Bild: Die britische Premierministerin Theresa May besucht den Tatort in Salisbu…
Wir sind die Guten, das ist sowieso klar. Wer „wir“ sind, hängt von der
jeweiligen Situation ab, mal sind wir vor allem Bayern oder Niedersachsen,
mal Deutsche und gelegentlich auch einfach Teil der freien Welt. Wenn wir
gerade nicht genau wissen, wer zu uns gehört und wer nicht, können wir uns
jederzeit an unseren Heimatminister wenden. Der erklärt uns das gerne. Fest
steht jedenfalls: Wenn eine oder einer von uns sagt, dass jemand anders
böse ist, dann ist das auch so. Beweise brauchen wir dann nicht mehr.
Russland gehört nach keiner Definition zu uns, noch weniger als der Islam.
Deshalb erübrigen sich Nachfragen, wenn die britische Premierministerin
Theresa May – die eigentlich gerade nicht so dringend zu uns gehören will,
aber egal – die Russen für einen Giftgasangriff auf einen ehemaligen Spion
und seine Tochter [1][in Salisbury verantwortlich macht]. Stattdessen
lieber nachschauen, ob unsere Panzerkanonen einsatzbereit sind. Bei der
Bundeswehr weiß man ja nie.
Im Ernst: Es gibt starke Indizien, die darauf hinweisen, dass tatsächlich
die russische Regierung oder, mindestens ebenso alarmierend, der russische
Geheimdienst ohne Wissen der Regierung hinter dem Mordanschlag steckt. Aber
Indizien sind eben nicht dasselbe wie unwiderlegbare Beweise.

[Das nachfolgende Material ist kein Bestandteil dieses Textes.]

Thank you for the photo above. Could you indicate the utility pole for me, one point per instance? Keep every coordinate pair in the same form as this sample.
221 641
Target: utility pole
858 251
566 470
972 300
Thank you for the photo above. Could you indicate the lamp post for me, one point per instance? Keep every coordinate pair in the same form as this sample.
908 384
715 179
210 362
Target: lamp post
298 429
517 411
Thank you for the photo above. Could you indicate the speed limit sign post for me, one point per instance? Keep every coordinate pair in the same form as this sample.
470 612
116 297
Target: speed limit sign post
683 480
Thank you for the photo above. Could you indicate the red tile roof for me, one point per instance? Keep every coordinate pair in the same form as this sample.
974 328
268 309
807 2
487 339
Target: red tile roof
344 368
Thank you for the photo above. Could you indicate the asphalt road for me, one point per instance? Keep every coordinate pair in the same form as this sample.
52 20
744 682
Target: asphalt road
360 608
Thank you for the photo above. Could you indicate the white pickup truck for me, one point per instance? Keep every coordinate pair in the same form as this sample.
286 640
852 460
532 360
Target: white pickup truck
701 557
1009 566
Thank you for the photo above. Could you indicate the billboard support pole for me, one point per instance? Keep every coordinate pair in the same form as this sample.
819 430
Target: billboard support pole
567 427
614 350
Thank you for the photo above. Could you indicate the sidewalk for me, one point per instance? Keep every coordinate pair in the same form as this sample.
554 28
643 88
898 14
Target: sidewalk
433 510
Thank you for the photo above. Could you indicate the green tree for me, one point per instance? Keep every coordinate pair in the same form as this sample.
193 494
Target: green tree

Moskau hat öffentlich jede Beteiligung an dem Giftgasangriff bestritten,
Zugang zu den Ermittlungen gefordert und sich bereit erklärt, mit
internationalen Organisationen zu kooperieren. Das alles ist nicht
unbillig, sondern vernünftig. Wie hätte die russische Regierung denn sonst
reagieren sollen? „Sorry, Theresa, ja, wir waren es. Tut uns echt leid.“
Die Reaktion darauf hätte man sehen sollen.

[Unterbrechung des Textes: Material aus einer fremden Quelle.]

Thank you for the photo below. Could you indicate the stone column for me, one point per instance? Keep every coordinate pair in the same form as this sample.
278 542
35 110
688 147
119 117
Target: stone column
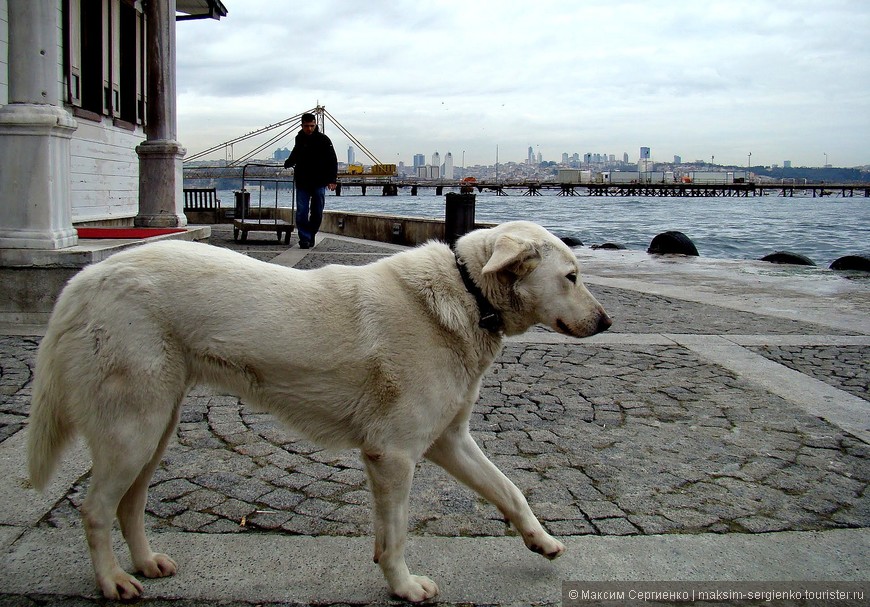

## Einfach verantwortungslos
Wer die russische Politik verurteilen möchte, hat die freie Auswahl. Ein
Blick auf die Krim oder nach Syrien bietet sich an, auch der Umgang mit der
Opposition im eigenen Land liefert bedrückendes Anschauungsmaterial. Aber
so schwierige Themen wollte Theresa May nicht angehen. Stattdessen hat sie
mit ihrem Ultimatum ein Pfauenrad vor heimischem Publikum geschlagen.
Moskau hatte überhaupt keine Möglichkeit, darauf so zu reagieren, dass die
Krise entschärft worden wäre. Früher nannte man so etwas Kriegstreiberei.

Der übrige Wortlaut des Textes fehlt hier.